Malheureusement dans la communauté, il y a une espèce de déni de la maladie qui a pignon sur rue. Des comportements qui rappellent la négligence observée lors de la survenue du VIH/Sida où des gens avaient de la réticence à enfiler les préservatifs. Pour ce qui est de l’infection à coronavirus, certains croient encore que c’est une maladie qui touche et tue essentiellement les blancs. C’est là tout le challenge pour nous.

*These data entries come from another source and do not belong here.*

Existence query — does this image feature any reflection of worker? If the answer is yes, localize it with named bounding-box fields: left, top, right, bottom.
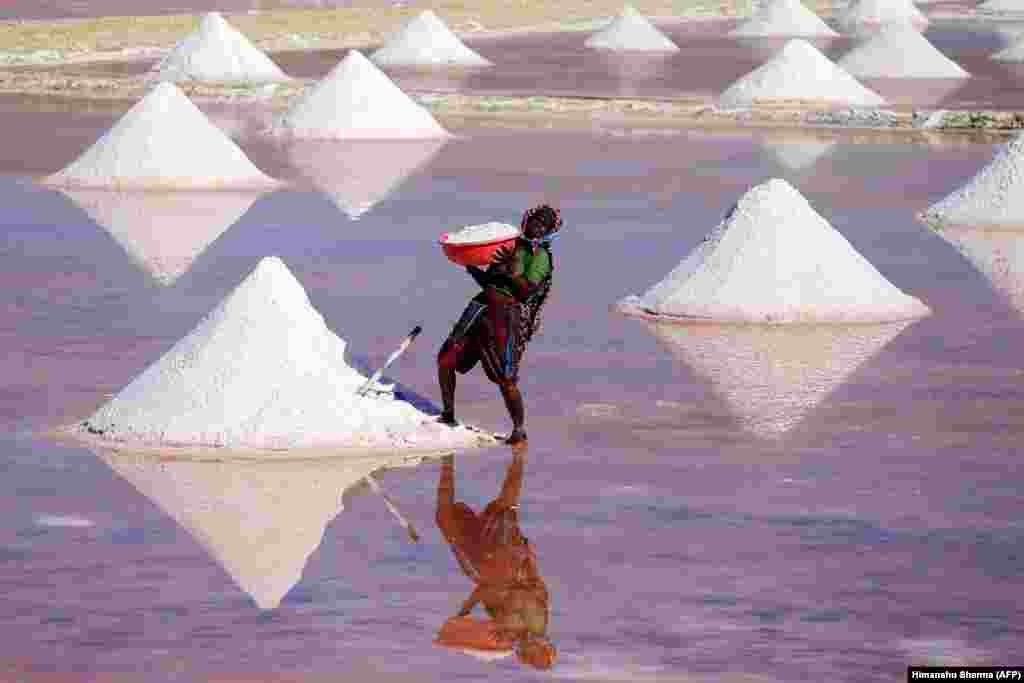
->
left=435, top=449, right=557, bottom=669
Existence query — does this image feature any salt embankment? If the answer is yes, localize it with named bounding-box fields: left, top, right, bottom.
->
left=370, top=9, right=493, bottom=67
left=620, top=178, right=931, bottom=324
left=82, top=257, right=493, bottom=452
left=269, top=50, right=449, bottom=139
left=718, top=39, right=886, bottom=109
left=41, top=82, right=281, bottom=189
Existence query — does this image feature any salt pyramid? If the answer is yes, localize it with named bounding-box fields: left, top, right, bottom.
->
left=274, top=50, right=449, bottom=139
left=150, top=12, right=291, bottom=83
left=584, top=5, right=679, bottom=52
left=729, top=0, right=839, bottom=38
left=838, top=24, right=970, bottom=78
left=719, top=39, right=886, bottom=108
left=370, top=9, right=493, bottom=67
left=620, top=178, right=930, bottom=324
left=82, top=258, right=489, bottom=451
left=42, top=83, right=280, bottom=189
left=924, top=133, right=1024, bottom=228
left=649, top=322, right=910, bottom=438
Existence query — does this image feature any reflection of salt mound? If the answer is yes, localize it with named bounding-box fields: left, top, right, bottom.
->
left=584, top=5, right=679, bottom=52
left=719, top=40, right=885, bottom=106
left=622, top=179, right=929, bottom=323
left=924, top=133, right=1024, bottom=227
left=274, top=50, right=447, bottom=139
left=729, top=0, right=839, bottom=37
left=43, top=83, right=279, bottom=189
left=839, top=24, right=970, bottom=78
left=288, top=138, right=447, bottom=220
left=370, top=9, right=492, bottom=67
left=649, top=322, right=909, bottom=436
left=63, top=189, right=259, bottom=285
left=150, top=12, right=289, bottom=83
left=83, top=258, right=489, bottom=451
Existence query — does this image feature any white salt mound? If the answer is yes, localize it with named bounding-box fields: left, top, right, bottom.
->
left=83, top=258, right=489, bottom=451
left=838, top=24, right=970, bottom=78
left=719, top=39, right=886, bottom=108
left=42, top=83, right=280, bottom=189
left=729, top=0, right=839, bottom=38
left=370, top=9, right=493, bottom=67
left=272, top=50, right=449, bottom=139
left=621, top=178, right=930, bottom=324
left=584, top=5, right=679, bottom=52
left=150, top=12, right=291, bottom=83
left=924, top=133, right=1024, bottom=228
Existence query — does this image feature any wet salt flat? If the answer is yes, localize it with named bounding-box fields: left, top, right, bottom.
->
left=0, top=100, right=1024, bottom=681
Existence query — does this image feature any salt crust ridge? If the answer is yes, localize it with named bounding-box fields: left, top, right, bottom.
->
left=620, top=178, right=931, bottom=324
left=270, top=50, right=450, bottom=139
left=150, top=12, right=291, bottom=83
left=42, top=82, right=281, bottom=189
left=370, top=9, right=494, bottom=67
left=719, top=39, right=886, bottom=108
left=83, top=257, right=489, bottom=451
left=584, top=5, right=679, bottom=52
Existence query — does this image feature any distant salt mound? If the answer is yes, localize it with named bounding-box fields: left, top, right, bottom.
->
left=150, top=12, right=291, bottom=83
left=729, top=0, right=839, bottom=38
left=42, top=83, right=280, bottom=189
left=82, top=253, right=489, bottom=451
left=923, top=133, right=1024, bottom=228
left=584, top=5, right=679, bottom=52
left=271, top=50, right=449, bottom=139
left=838, top=24, right=970, bottom=78
left=719, top=39, right=886, bottom=108
left=370, top=9, right=493, bottom=67
left=620, top=178, right=930, bottom=324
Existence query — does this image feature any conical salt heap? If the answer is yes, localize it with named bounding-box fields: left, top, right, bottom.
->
left=370, top=9, right=493, bottom=67
left=719, top=39, right=886, bottom=108
left=82, top=258, right=489, bottom=451
left=42, top=83, right=280, bottom=189
left=273, top=50, right=449, bottom=139
left=729, top=0, right=839, bottom=38
left=838, top=24, right=970, bottom=78
left=150, top=12, right=291, bottom=83
left=621, top=178, right=930, bottom=324
left=584, top=5, right=679, bottom=52
left=923, top=133, right=1024, bottom=229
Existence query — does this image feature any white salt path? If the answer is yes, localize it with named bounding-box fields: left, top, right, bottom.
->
left=729, top=0, right=839, bottom=38
left=42, top=83, right=281, bottom=189
left=370, top=9, right=492, bottom=67
left=838, top=24, right=970, bottom=78
left=620, top=178, right=930, bottom=324
left=272, top=50, right=449, bottom=139
left=924, top=133, right=1024, bottom=229
left=150, top=12, right=291, bottom=83
left=82, top=257, right=491, bottom=451
left=584, top=5, right=679, bottom=52
left=62, top=189, right=261, bottom=286
left=719, top=39, right=886, bottom=108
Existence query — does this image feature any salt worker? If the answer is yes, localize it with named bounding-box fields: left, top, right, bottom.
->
left=434, top=445, right=558, bottom=670
left=437, top=204, right=562, bottom=444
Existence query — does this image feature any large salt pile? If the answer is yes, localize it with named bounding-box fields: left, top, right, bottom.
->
left=729, top=0, right=839, bottom=38
left=584, top=5, right=679, bottom=52
left=273, top=50, right=449, bottom=139
left=42, top=83, right=280, bottom=189
left=370, top=9, right=493, bottom=67
left=838, top=24, right=970, bottom=78
left=621, top=178, right=930, bottom=324
left=719, top=39, right=886, bottom=108
left=82, top=258, right=491, bottom=451
left=150, top=12, right=290, bottom=83
left=923, top=133, right=1024, bottom=228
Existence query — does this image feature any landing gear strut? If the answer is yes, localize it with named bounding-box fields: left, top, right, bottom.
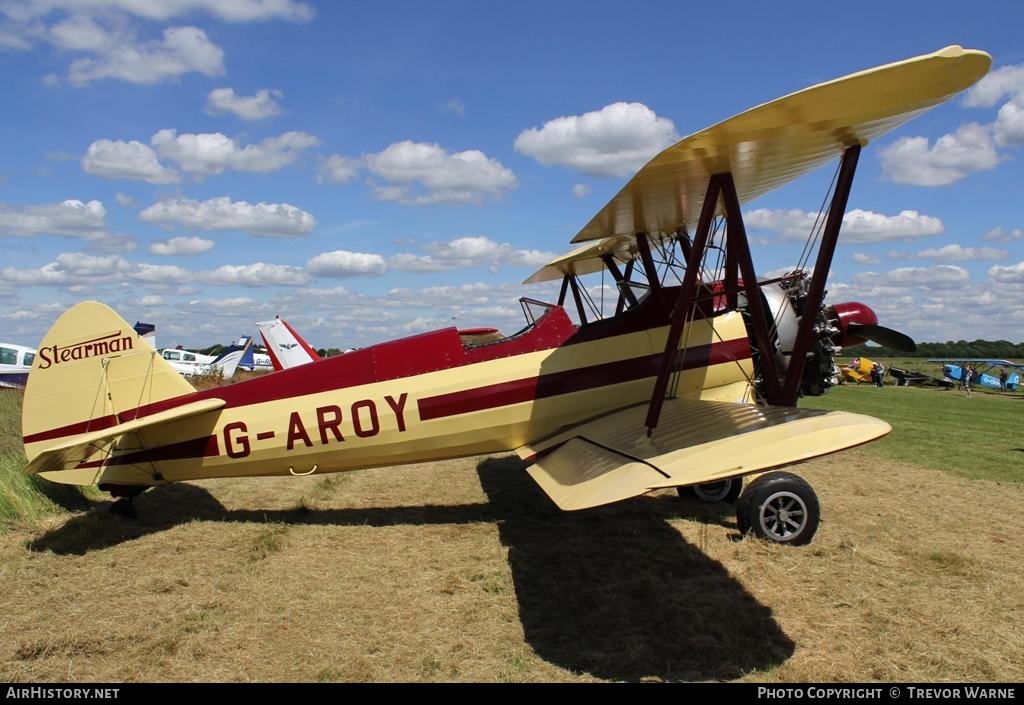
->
left=677, top=478, right=743, bottom=502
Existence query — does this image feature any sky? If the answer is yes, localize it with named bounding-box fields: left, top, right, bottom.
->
left=0, top=0, right=1024, bottom=347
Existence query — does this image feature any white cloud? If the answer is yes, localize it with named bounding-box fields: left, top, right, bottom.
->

Une des dernières mesures que nous avons prises au niveau de l’hôpital, c’est de mettre sur pied une équipe de veille. Vous avez un médecin qui entretient les usagers sur les contours de la pathologie sur PowerPoint, par groupe de cinq ou de dix. Des séances d’explication aux usagers qui font suite à la mise à niveau de tout le personnel de santé.

L’occasion faisant le larron, j’invite les médias à assurer plus que par le passé le relais de la sensibilisation. Car par le passé comme ce fût le cas au sujet du choléra, on a laissé croire que le choléra était une affaire de l’hôpital. Que non ! Le choléra c’est l’affaire de la maison et de l’école primaire.

Malheureusement, tout le monde renvoie tout au secteur santé. C’est pourquoi nous sommes épuisés et stressés. Et pour couronner le tout, nous sommes méprisés. Malgré tout, ceux qui sont convaincus du choix du métier que nous avons fait se donnent entièrement nonobstant nos maigres salaires.

Nous sollicitons un appui conséquent de la part des pouvoirs publics. Car le personnel médical mérite d’être protégé. Etant les premiers exposés, ils doivent être pris en compte. Au nom du courage et du sacrifice dont il fait montre, le personnel de santé mérite amplement le respect qui est dû à ce corps de métier, comme c’est le cas sous d’autres cieux, plus ou moins lotis financièrement que le Cameroun.

L’actualité aidant, il faut le rappeler pour le souligner, en France, le président de la République a pris l’engagement qu’après la crise du coronavirus, le médecin ne sera plus pareil en termes de valeur, d’avoir et de vie.